The default pipeline in Edge Impulse is to let the neural network do this, but you can use custom processing blocks to run a CV algorithm first - this can lead to smaller models (as the neural network does not need to find these CV rules itself). In this article, we will discover why and how to use the second option to extract meaningful features for your projects.
Several techniques exist to pre-process the images, you can find in this Google Colab Notebook, some of the following examples such as binary thresholding, Canny filters for edge detection or Harris filters for corner detection:
As an example we will use the “edge detection” technique to preprocess the image and extract meaningful features to pass them along to the neural network. The custom processing block we are using is open source and can be found under Edge Impulse’s GitHub organization.
If you are interested in knowing more about how to create a custom processing block, we invite you to read our documentation on this topic. And do not hesitate to share your custom processing block with the community too!
Edge detection
The edges provide a lot of information about an image: they delimit the objects present in the represented scene, the shadows or the different textures while removing unnecessary information. This is why it is a good try to use this preprocessing technique for your image projects.
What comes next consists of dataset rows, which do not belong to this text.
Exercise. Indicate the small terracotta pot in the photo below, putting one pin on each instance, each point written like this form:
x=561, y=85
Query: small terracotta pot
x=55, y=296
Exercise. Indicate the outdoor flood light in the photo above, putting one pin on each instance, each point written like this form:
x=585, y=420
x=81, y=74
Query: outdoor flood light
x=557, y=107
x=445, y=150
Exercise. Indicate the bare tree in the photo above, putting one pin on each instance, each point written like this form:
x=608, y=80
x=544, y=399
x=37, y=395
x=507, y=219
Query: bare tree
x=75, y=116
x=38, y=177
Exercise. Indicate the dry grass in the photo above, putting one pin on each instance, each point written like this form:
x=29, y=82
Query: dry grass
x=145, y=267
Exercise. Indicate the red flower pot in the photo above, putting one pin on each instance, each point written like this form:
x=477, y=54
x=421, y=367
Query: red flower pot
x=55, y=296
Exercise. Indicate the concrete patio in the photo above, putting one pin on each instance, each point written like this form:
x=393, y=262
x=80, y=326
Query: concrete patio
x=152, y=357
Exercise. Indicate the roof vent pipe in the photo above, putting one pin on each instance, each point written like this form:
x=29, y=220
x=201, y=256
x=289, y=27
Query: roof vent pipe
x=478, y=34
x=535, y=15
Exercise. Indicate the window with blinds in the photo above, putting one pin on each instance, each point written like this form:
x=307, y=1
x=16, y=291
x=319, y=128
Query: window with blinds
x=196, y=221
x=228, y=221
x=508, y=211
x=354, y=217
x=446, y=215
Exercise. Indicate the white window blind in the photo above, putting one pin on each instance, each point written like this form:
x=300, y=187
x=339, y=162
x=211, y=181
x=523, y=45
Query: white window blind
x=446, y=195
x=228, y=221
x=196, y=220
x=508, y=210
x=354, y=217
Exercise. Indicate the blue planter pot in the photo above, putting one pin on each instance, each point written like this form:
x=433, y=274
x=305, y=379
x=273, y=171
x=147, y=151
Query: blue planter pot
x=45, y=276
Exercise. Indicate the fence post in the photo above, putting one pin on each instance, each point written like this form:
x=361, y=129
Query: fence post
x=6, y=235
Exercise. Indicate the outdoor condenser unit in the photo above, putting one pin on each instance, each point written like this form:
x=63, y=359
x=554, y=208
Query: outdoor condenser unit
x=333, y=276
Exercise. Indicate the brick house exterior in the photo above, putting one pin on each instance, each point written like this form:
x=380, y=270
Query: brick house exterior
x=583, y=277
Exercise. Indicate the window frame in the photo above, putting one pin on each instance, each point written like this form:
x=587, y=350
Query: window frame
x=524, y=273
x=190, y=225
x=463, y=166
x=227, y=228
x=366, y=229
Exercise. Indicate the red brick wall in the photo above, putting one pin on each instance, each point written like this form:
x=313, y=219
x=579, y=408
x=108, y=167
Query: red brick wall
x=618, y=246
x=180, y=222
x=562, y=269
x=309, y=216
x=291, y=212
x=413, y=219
One way to detect edges would be to segment the image into objects, but this is a more difficult problem. The Canny filter solution, developed in 1986 by John Canny at MIT, is based on the study of the gradient and is both a simpler solution to set up and less consuming in computing resources.
To give a general understanding, the edges are in the regions of the image that show strong changes. The edges of the objects correspond to changes in depth (we go from one object to another located in the background) and the shadows and different textures correspond to changes in illumination.
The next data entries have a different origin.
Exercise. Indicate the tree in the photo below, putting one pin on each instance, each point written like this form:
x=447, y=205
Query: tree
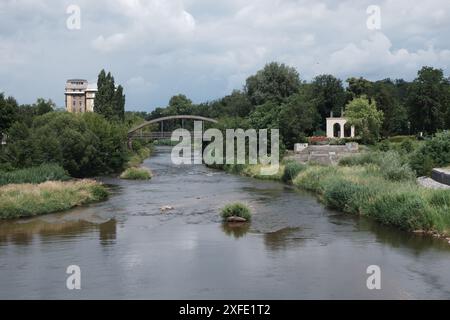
x=9, y=112
x=275, y=83
x=428, y=100
x=109, y=101
x=395, y=114
x=179, y=105
x=85, y=145
x=298, y=117
x=330, y=96
x=358, y=87
x=43, y=106
x=366, y=118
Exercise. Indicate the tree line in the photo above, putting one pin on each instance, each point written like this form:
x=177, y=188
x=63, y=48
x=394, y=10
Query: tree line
x=276, y=97
x=87, y=144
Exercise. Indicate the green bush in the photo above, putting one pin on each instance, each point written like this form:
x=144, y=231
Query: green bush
x=392, y=168
x=361, y=159
x=134, y=173
x=39, y=174
x=27, y=200
x=236, y=209
x=83, y=144
x=339, y=194
x=433, y=153
x=405, y=209
x=314, y=178
x=291, y=169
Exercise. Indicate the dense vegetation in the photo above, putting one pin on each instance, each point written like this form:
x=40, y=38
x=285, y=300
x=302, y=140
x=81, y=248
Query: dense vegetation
x=25, y=200
x=39, y=174
x=276, y=97
x=134, y=173
x=236, y=209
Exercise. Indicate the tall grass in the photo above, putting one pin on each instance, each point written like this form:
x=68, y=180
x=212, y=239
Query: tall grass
x=137, y=157
x=365, y=190
x=134, y=173
x=236, y=209
x=25, y=200
x=42, y=173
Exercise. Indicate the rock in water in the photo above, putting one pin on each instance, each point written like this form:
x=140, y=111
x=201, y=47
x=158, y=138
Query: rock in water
x=165, y=208
x=236, y=219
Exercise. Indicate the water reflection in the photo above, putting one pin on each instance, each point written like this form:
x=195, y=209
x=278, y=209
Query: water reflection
x=283, y=238
x=24, y=232
x=235, y=229
x=397, y=238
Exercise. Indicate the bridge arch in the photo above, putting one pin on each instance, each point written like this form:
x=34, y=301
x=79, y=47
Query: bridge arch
x=188, y=117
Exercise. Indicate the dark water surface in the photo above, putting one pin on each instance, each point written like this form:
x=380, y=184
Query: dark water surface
x=293, y=249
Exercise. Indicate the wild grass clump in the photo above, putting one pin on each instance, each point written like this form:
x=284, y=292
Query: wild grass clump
x=361, y=159
x=341, y=194
x=134, y=173
x=392, y=168
x=404, y=209
x=236, y=209
x=25, y=200
x=291, y=170
x=314, y=178
x=136, y=158
x=39, y=174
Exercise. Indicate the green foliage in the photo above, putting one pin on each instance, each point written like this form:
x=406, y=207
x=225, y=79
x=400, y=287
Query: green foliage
x=236, y=209
x=330, y=96
x=393, y=168
x=291, y=169
x=361, y=159
x=109, y=100
x=134, y=173
x=405, y=209
x=341, y=194
x=428, y=100
x=364, y=115
x=275, y=83
x=39, y=174
x=84, y=145
x=433, y=153
x=9, y=112
x=27, y=200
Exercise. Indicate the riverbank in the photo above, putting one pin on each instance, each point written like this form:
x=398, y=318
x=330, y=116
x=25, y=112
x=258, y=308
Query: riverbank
x=388, y=195
x=25, y=200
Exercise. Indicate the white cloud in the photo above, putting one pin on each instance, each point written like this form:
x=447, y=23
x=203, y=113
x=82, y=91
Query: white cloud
x=204, y=48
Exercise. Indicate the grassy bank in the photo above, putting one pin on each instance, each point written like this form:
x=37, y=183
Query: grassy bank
x=134, y=173
x=376, y=185
x=25, y=200
x=39, y=174
x=138, y=156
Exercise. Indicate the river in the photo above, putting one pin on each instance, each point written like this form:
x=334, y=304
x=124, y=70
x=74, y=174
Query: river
x=294, y=247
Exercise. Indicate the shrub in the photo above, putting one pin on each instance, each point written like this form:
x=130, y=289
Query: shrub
x=291, y=169
x=39, y=174
x=433, y=153
x=339, y=193
x=236, y=209
x=405, y=209
x=361, y=159
x=392, y=168
x=24, y=200
x=134, y=173
x=314, y=178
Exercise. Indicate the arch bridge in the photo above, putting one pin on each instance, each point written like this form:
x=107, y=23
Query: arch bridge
x=138, y=132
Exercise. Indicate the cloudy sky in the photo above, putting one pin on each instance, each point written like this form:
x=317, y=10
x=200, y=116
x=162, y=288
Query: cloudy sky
x=207, y=48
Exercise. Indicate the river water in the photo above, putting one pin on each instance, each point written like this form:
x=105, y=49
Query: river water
x=294, y=248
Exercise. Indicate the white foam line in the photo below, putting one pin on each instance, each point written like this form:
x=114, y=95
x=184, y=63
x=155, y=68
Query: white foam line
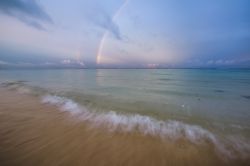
x=147, y=125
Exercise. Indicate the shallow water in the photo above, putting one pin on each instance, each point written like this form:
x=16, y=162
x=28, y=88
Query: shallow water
x=207, y=110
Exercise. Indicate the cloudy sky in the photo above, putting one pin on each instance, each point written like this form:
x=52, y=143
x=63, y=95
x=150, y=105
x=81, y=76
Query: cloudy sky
x=124, y=33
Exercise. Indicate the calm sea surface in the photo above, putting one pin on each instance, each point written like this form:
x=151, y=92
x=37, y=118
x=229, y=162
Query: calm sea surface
x=193, y=103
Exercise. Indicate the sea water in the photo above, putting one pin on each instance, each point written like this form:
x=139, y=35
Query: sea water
x=197, y=104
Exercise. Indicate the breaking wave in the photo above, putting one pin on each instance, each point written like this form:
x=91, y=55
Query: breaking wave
x=169, y=129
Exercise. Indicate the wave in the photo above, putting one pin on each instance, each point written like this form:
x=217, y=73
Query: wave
x=169, y=129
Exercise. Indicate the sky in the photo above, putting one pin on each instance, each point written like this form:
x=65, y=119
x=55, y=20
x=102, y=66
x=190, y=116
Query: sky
x=124, y=33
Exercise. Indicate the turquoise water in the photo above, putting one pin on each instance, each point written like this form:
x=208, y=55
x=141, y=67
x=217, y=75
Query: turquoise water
x=218, y=101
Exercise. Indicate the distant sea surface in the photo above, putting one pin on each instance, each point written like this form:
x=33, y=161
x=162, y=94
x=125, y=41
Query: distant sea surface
x=198, y=105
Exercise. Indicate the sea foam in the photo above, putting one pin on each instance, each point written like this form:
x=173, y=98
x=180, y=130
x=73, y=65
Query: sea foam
x=169, y=129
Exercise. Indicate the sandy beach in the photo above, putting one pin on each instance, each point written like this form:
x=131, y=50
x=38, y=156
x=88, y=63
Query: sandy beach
x=32, y=133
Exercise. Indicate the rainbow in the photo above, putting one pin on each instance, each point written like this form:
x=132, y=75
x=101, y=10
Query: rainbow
x=101, y=45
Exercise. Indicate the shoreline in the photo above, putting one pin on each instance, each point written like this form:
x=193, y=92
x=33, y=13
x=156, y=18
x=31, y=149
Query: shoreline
x=32, y=133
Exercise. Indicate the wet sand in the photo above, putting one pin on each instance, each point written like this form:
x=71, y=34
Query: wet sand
x=32, y=133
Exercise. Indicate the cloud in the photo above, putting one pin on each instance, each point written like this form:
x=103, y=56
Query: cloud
x=99, y=17
x=26, y=11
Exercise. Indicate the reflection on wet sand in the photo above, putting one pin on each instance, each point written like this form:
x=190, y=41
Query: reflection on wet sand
x=32, y=133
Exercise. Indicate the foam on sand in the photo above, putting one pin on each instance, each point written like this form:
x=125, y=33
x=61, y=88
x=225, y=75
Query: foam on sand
x=169, y=129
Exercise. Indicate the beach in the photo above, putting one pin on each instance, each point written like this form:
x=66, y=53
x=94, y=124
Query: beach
x=53, y=124
x=36, y=134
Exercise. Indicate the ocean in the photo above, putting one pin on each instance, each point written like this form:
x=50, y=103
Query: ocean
x=205, y=108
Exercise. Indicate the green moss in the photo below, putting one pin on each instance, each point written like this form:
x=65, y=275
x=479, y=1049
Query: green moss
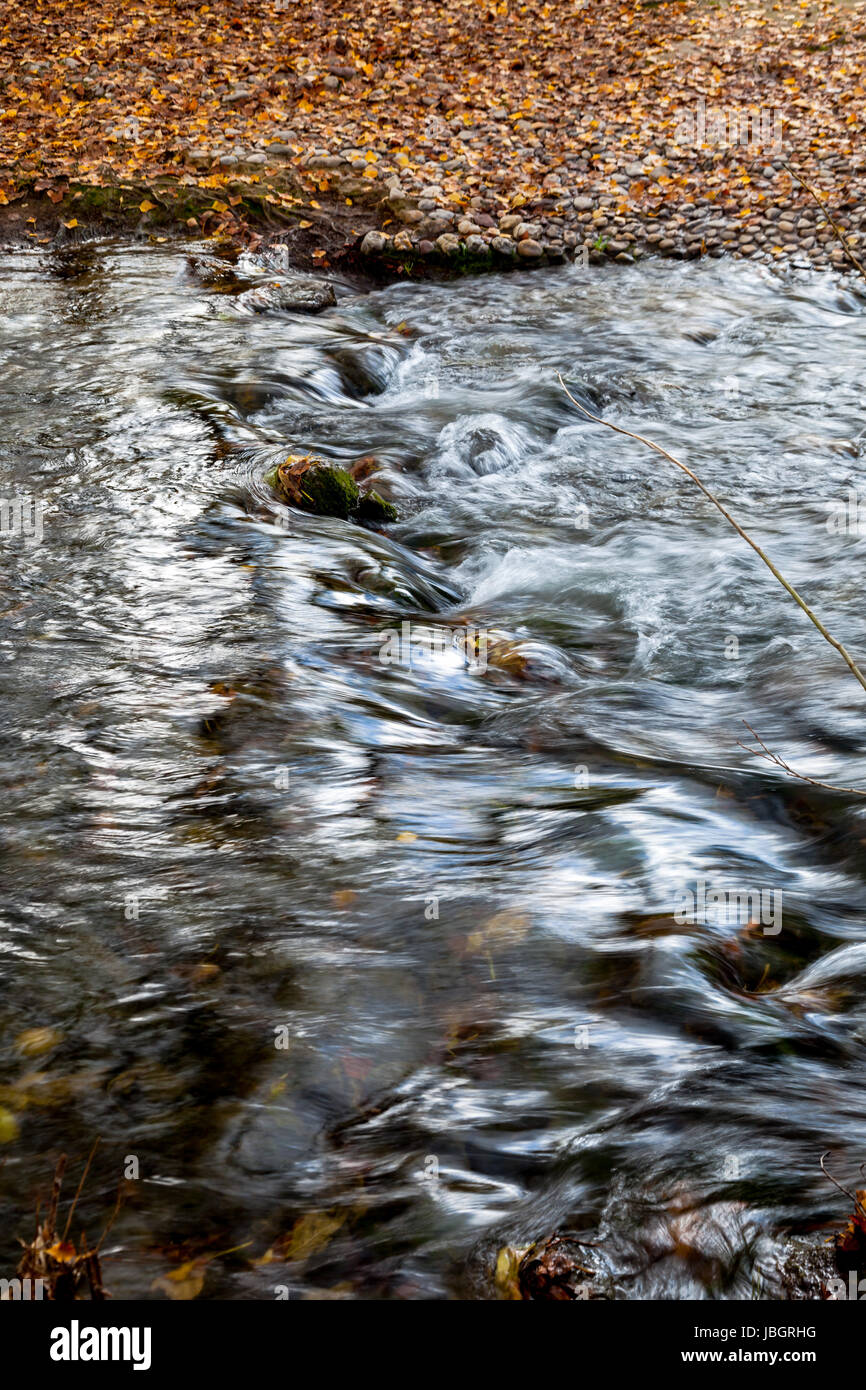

Mathematically, the detection of the edges is therefore to seek the points of the image where the intensity function "I" varies abruptly. However, we know that a high amplitude of the gradient indicates a strong change in intensity. The goal is therefore to find the local maxima of "|| ∇I ||".
We won’t spend too much time into the mathematical aspects of this process because in the end, what interests us is the result of this preprocessing and luckily for us, the Canny filters are easily available in many image processing libraries.
Custom processing blocks in Edge Impulse Studio
To use your own custom processing block in the studio, it needs to be exposed publicly on the internet. See Exposing the processing block to the world to expose it from your computer using ngrok.
To add your freshly created and exposed processing block to your Machine Learning pipeline, simply navigate under the “Create Impulse” page in your project and make sure your custom block is accessible by the studio: a green badge informs you if we successfully reached your exposed processing block.
Then, in the following view, you can adjust the threshold parameters by looking at the results at the “DSP results”. Feel free to change the item you want to visualize on the upper right corner:
Once happy with your settings, save the parameters and generate the features.
In this project, the results are mind-blowing as you can see below. We can clearly distinguish two separated clusters (left image) compared to the raw image processing block (right image).
This cluster separation should ease the learning process in the next step.
As a comparison, here are the results when using the default pipeline, raw image processing block + Transfer Learning (with the smallest model available, MobileNetv1 0.01):
In this specific case, preprocessing your images with our edge detection processing block before training the NN gives a 89.9%-accuracy vs a 93.6%-accuracy with the default pipeline. However, our model runs 4x faster on embedded targets while consuming less RAM and ROM.
As in every embedded machine learning project, you will have to decide on the tradeoff between accuracy and resource constraints according to your specific needs.
Running on device
When it comes to running your custom processing block on the device, your custom block behaves exactly the same as any of the built-in blocks. You can process all your data, train neural networks or anomaly blocks, and validate that your model works. However, we cannot automatically generate optimized native code for the block, like we do for built-in processing blocks, but we try to help you write this code as much as possible. When you export your project to a C++ library we generate struct’s for all the configuration options, and you only need to implement theextract_custom_block_features
function.
Conclusion
With good feature extraction you can make your machine learning models smaller and more reliable, which are both very important when you want to deploy your model on embedded devices. With custom processing blocks you can now develop new feature extraction pipelines straight from Edge Impulse, whether you’re following the latest research, want to implement proprietary algorithms, or are just exploring data.